Hint: Now take the pair as $\left( a,b \right)$ where $a\in A,b\in B$. From the elements of B, take zero and put it in the pair to make the ordered pair set $\left( A,B \right)$. We do the similar thing for $1\in B$. Thus, we find the number of pairs that can be formed. We take the number of elements $\left( a,b \right)$ in $\left( A,B \right)$ as $n\left( A,B \right)$ and that number will be the solution of the problem.

Complete step-by-step answer:
We have been given $A=\left\{ 2,3,5 \right\}$ and $B=\left\{ 0,1 \right\}$.
Now, we need to find the number of different ordered pairs for which \[{{1}^{st}}\] entry is an element from A and the \[{{2}^{nd}}\] is an element from B. We need to find a pair, and no repetition is allowed. We can represent the set as $\left( A,B \right)$ with elements being of the form $\left( a,b \right)$.
The form of the set will be $\left( a,b \right)$ where $a\in A,b\in B$.
Let us consider $A=\left\{ 2,3,5 \right\}$ and $B=\left\{ 0,1 \right\}$.
Now let us put B = 0 in the pair $\left( A,B \right)$. Thus, we can form the pairs $\left( 2,0 \right),\left( 3,0 \right),\left( 5,0 \right)$.
We have taken the preceding points like 2, 3, 5 in the dual from set A.
\[\therefore \] By putting B as zero, we get three pairs of elements.
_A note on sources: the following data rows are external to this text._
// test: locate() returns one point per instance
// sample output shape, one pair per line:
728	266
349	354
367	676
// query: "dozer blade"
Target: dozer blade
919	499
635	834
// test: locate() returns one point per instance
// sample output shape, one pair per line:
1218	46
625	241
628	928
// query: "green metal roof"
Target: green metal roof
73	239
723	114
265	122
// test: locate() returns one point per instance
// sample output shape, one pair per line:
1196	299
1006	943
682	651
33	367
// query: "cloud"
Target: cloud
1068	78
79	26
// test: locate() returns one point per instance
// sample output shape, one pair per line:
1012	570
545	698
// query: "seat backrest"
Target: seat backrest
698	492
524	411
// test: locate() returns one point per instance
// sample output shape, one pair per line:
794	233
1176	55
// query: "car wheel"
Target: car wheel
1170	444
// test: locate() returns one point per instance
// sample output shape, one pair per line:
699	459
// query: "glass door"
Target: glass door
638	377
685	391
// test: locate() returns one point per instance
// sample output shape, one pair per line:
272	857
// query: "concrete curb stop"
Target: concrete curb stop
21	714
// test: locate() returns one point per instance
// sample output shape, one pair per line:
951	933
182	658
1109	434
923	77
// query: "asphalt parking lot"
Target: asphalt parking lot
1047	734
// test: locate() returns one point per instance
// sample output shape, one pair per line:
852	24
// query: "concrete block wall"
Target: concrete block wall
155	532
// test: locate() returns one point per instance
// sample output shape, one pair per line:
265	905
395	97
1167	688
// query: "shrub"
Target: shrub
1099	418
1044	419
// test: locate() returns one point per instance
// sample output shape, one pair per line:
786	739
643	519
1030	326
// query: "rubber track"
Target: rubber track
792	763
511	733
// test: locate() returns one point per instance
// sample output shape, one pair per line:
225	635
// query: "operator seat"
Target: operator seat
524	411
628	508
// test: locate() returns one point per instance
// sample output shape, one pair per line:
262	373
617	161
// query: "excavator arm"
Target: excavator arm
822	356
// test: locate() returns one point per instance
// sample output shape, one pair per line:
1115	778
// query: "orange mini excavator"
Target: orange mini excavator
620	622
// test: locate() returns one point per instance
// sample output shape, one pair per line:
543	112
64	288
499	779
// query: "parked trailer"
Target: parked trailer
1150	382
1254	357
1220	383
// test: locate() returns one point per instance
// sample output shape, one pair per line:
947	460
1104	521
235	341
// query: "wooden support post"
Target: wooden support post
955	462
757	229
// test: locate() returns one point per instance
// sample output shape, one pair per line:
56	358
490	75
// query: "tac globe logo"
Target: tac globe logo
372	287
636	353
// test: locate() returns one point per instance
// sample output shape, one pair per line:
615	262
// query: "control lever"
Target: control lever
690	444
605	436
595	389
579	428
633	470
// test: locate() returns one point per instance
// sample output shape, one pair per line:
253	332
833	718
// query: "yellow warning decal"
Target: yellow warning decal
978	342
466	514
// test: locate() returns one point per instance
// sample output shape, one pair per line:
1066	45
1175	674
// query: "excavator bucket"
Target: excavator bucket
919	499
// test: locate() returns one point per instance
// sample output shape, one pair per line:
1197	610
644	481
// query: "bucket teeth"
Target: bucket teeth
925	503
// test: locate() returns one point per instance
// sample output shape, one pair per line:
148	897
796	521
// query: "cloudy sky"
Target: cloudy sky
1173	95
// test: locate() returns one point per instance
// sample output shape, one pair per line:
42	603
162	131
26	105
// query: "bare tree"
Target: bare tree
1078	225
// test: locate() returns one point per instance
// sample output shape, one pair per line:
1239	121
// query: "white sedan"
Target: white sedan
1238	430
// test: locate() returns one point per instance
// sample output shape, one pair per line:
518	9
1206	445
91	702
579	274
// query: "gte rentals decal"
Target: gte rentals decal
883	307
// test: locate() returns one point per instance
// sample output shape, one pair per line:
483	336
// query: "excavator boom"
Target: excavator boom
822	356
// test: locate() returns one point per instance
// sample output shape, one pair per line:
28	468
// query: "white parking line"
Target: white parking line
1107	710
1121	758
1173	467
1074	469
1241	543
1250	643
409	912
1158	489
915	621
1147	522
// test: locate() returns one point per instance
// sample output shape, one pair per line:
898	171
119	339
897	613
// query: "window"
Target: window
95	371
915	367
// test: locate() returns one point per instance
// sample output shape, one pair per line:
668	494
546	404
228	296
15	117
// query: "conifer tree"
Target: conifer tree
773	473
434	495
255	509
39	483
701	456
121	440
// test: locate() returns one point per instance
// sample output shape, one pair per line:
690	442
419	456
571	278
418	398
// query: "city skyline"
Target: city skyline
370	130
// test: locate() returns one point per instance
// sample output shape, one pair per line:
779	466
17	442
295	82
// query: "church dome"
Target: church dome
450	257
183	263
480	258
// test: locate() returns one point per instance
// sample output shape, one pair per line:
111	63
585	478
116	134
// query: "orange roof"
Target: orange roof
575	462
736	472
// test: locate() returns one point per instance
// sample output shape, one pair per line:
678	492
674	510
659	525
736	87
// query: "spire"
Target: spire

Hence with set A there are 3 possible ways for each element in B. Now we are told that there is no repetition.
Thus, with B as 1, we can make 3 pairs as we did for B = 0. Hence the 3 possible ways are $\left( 2,1 \right),\left( 3,1 \right),\left( 5,1 \right)$.
Thus, the total number of possible pairs 6 possible ways.
The 6 possible elements of the set $\left( A,B \right)$ are $\left( 2,0 \right),\left( 3,0 \right),\left( 5,0 \right),\left( 2,1 \right),\left( 3,1 \right),\left( 5,1 \right)$.
Hence, we got the number of different ordered pairs $n\left( A,B \right)=6$.

Note: We can also solve it in this method,
As there are 3 elements in A, $n\left( A \right)=3$. There are 2 elements in B, $n\left( B \right)=2$.
Now take the pair as $\left( a,b \right)$ where $a\in A,b\in B$. We need to find the number of elements in $n\left( A,B \right)$.
\[\therefore \] Total possible pairs = \[n\left( A,B \right)=n\left( A \right)\times n\left( B \right)=3\times 2=6\] pairs.